Here's a sample case to replicate what I mean based off of using ctsm5.3.020 which has: cmeps1.0.33, ccs_config_cesm1.0.16 and cime6.1.59 (I'm using an mpi-serial single gridcell case just to make a simpler smaller test that can also be run interactively without going into the queue):
# for cshell (see the use of cshell set below)
cd cime/scripts
# First the control case to branch from:
./create_newcase --res 1x1_brazil --compset I2000Clm60SpRs --machine derecho --case teststartup --mpilib mpi-serial --run-unsupported
cd teststartup
# Turn DEBUG compiling on
./xmlchange DEBUG=TRUE
./case.setup
./case.build
./case.submit --no-batch
# Save the ARCHIVE directory
set DOUT_S_ROOT_BRANCHFROM=`./xmlquery --value DOUT_S_ROOT`
cd ..
# Now the branch case after the first one completes and saves the restart files to the archive directory
./create_clone --clone teststartup --case testbranch --keepexe
cd testbranch
set REFDATE=2000-01-06
set REFTOD=00000
./xmlchange RUN_REFCASE=teststartup,RUN_REFDATE=$REFDATE,RUN_TYPE=branch,RUN_STARTDATE=$REFDATE
./case.setup
# Copy the restart files over to the run directory
set RUNDIR=`./xmlquery --value RUNDIR`
cp $DOUT_S_ROOT_BRANCHFROM/rest/${REFDATE}-${REFTOD}/* $RUNDIR
./case.build
./case.submit --no-batch
It fails at runtime because it can't find the drv.rpointer file, but the error messaging is insufficient as I say above. I have a list of ideas I'll add in the next comment.
Pinging maintainers. I know Jim will want to weigh in on this, but figure he might still be traveling so might not see this for awhile.
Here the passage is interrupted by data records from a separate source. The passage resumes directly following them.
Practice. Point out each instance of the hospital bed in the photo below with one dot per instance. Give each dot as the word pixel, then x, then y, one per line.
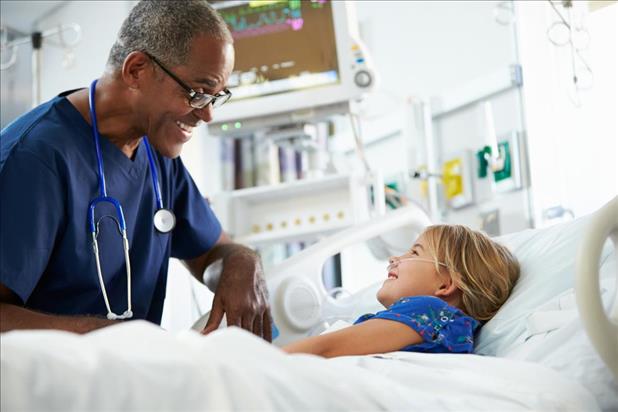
pixel 552 346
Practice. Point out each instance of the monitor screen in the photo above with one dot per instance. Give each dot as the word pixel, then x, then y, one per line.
pixel 281 46
pixel 295 59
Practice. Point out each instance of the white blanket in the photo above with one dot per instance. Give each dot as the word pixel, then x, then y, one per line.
pixel 137 366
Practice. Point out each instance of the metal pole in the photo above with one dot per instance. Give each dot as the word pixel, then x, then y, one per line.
pixel 37 43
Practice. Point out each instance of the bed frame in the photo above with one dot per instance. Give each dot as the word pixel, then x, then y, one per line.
pixel 602 327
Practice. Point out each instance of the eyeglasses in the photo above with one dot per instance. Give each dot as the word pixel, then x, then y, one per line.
pixel 197 100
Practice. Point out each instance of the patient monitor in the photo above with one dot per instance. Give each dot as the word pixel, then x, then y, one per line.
pixel 296 61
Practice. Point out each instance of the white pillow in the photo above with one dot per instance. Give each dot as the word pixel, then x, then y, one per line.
pixel 547 260
pixel 556 338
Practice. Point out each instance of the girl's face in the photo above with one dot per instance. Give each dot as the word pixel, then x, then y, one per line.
pixel 412 274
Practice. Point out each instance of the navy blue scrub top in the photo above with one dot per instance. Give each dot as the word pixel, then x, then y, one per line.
pixel 48 176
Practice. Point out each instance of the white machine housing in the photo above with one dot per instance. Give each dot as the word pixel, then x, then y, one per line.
pixel 299 300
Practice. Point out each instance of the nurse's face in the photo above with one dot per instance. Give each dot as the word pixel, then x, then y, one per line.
pixel 411 274
pixel 168 118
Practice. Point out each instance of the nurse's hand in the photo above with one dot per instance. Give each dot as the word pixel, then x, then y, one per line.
pixel 242 296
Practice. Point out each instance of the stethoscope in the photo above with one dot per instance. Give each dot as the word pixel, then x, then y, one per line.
pixel 164 219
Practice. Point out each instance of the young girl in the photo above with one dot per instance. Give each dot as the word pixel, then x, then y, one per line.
pixel 436 296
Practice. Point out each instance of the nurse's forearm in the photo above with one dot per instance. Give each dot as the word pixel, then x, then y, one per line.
pixel 14 317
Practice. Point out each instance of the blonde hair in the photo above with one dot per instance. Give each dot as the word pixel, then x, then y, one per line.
pixel 482 269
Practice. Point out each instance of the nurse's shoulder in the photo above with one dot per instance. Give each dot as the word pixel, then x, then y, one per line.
pixel 46 132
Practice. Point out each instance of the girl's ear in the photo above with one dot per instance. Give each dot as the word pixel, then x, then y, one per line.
pixel 446 288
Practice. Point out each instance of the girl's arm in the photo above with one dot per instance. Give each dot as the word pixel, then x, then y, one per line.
pixel 371 336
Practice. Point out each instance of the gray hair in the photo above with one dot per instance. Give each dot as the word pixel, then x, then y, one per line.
pixel 165 29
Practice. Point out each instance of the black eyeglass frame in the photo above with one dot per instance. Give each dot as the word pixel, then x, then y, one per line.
pixel 197 100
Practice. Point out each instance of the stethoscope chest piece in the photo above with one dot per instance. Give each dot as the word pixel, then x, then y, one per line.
pixel 164 220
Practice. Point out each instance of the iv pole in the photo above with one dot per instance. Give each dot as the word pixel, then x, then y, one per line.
pixel 36 39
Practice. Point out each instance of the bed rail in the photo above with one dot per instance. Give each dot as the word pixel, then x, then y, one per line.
pixel 602 327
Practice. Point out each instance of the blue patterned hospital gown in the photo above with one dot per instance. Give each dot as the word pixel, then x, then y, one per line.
pixel 444 328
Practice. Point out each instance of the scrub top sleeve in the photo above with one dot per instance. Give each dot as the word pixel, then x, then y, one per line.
pixel 32 211
pixel 197 228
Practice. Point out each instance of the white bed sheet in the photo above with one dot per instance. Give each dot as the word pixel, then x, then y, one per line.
pixel 138 366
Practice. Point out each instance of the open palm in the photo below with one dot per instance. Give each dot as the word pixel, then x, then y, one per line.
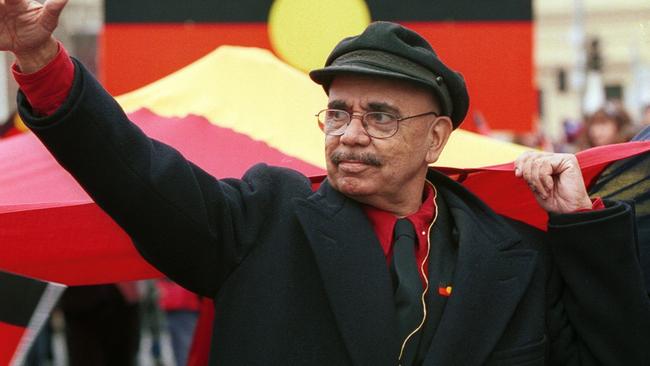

@briandobbins @billsacks @jedwards4b @fischer-ncar
Thank you @ekluzek for laying this out clearly. I agree that we should fix this in some way.
A list of ideas I have:
- For RUN_TYPE==branch check for existence of the $DRV_RESTART_POINTER file in the $RUNDIR at preview_namelist time (but after the phase of staging data) abort if it's not found
- For RUN_TYPE==branch set the default of DRV_RESTART_POINTER to drv.rpointer.$RUN_STARTDATE-$RUN_STARTTOD
- Abort in preview_namelists if RUN_TYPE is branch and $RUN_REFDATE is set, but DRV_RESTART_POINTER isn't
- For branch cases have the default of DRV_RESTART_POINTER be UNSET and abort in preview_namelists if UNSET
- Same as 4, but for all cases
- Maybe just always set the default to rpointer.cpl.$RUN_STARTDATE-$RUN_STARTTOD?
I think most of the above should be done all at once. I'd like to hear others about setting it to UNSET. I'm thinking actually that maybe 6 is a nice simple solution to get the naive simple case to work. But, I also would like for there to be some file existence checking in place when the file is going to be used, so also do 1.
I made an error in the setting of RUN_REFDATE, in the original post that I'm just correcting.